Did I see sadness in her eyes? Damn that black crap, it hid her eyes too much. I couldn't tell what she was really thinking or feeling. "But what about college and . . . and a future? How will I know you're okay? How can I get in touch with you?"

"Look at me, Mom. Look at me. Just stop trying to pretend that we're this normal, suburban little family, because we're not. We don't picnic in the park and I don't wear sweater sets and giggle with my girlfriends in a college dorm. I don't have a dad who calls me Princess and gives me the car keys so I can get to the library, wink wink. That's not us. That's your stupid dream and like everything else about your life, it isn't real."

"Give me a chance. Please." Tears began at the corners of my eyes but I wiped them away. I had to show her I was strong. "We can try, Alicia. Please, I'll do whatever you want."

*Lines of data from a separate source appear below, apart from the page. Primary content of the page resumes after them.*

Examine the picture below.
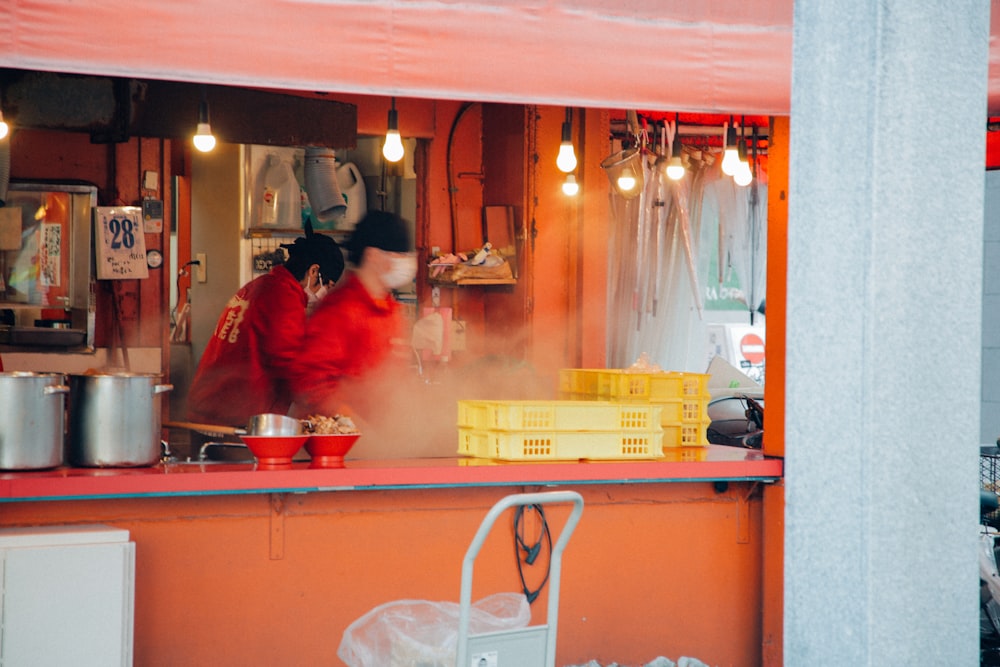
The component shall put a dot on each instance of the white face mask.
(313, 298)
(402, 271)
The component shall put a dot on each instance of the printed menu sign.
(121, 244)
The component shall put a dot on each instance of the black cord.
(528, 553)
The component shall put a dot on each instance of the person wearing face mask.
(248, 363)
(351, 333)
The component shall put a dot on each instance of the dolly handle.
(555, 563)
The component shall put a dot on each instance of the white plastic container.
(279, 199)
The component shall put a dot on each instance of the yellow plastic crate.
(560, 445)
(625, 385)
(686, 434)
(558, 415)
(673, 410)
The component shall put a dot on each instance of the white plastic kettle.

Alicia shook her head and opened the door. "Bye, Mom." She was halfway down the front walk when I reached the porch.

"Alicia, wait! I want to talk now. We can work this out." She kept walking. I ran down the front sidewalk, calling out to her, "Alicia! I'm not a loser! You get back here now, and let's talk. I'm standing up for myself, Alicia. See? I can do it."

Butterflies fluttered in my stomach when she stopped and turned around. I thought she'd come back, but she shook her head, her shoulders slumped as though she were defeated. I was sure she'd come back then, but instead she stood tall and cupped her hands around her mouth.

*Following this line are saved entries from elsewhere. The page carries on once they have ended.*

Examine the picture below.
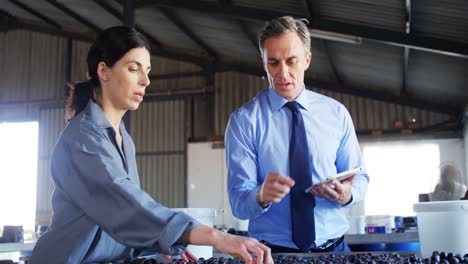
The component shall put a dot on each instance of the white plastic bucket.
(357, 224)
(382, 223)
(205, 216)
(442, 226)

"Stop trying to please me and just be yourself for once."

I watched my little girl walk away, and looked around, hoping no one saw us. I berated myself for being so weak and for not standing up to her sooner.

I didn't hear from her. Every day I waited for her to walk through the door, or just call me. I wrote her a letter telling her how sorry I was and that I'm not truly happy, but I didn't know where to send it. In the letter, I asked her to please come home, help me to be strong, to overcome my fears, my people-pleasing tendencies—so that I could be the mother she wants me to be. I started to wonder if I'd ever hear from her again.

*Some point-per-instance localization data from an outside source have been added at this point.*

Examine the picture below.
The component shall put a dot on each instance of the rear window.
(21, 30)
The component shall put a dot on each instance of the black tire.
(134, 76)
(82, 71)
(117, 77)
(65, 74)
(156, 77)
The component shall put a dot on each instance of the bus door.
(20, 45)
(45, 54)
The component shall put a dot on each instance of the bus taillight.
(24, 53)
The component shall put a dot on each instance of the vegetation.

I stopped wondering this morning, when the police came to my door. Relief flooded my whole being. Their arrival was really no different than when the principal used to call. She was at least somewhere I could see her again, safe under police protection. Alicia would see that all daughters need their mothers, even when those mothers aren't perfect. Relief turned to tears as the men in the blue suits explained how they'd found her in a crack house.

Now, I'm sitting outside in a lush green park, remembering how much Alicia loved to go the park when she was small. Squirrels are racing through the branches high above me, and sparrows are fluttering about, dancing on the edges of the water fountain before flying out of sight. The sun is beating down on my back and I am so cold. I want to enjoy this scenery, but it all seems so unreal. I keep glancing up at the big brick building in front of me, knowing Alicia's in there. I hope it's all a mistake. I hope and pray it isn't my daughter.

I don't want to go in there, but I'm the only family she has. I'm the only one who can identify her body.

I think I'll stay out here just a little longer and pray that she'll forgive me, this once, for avoiding her again.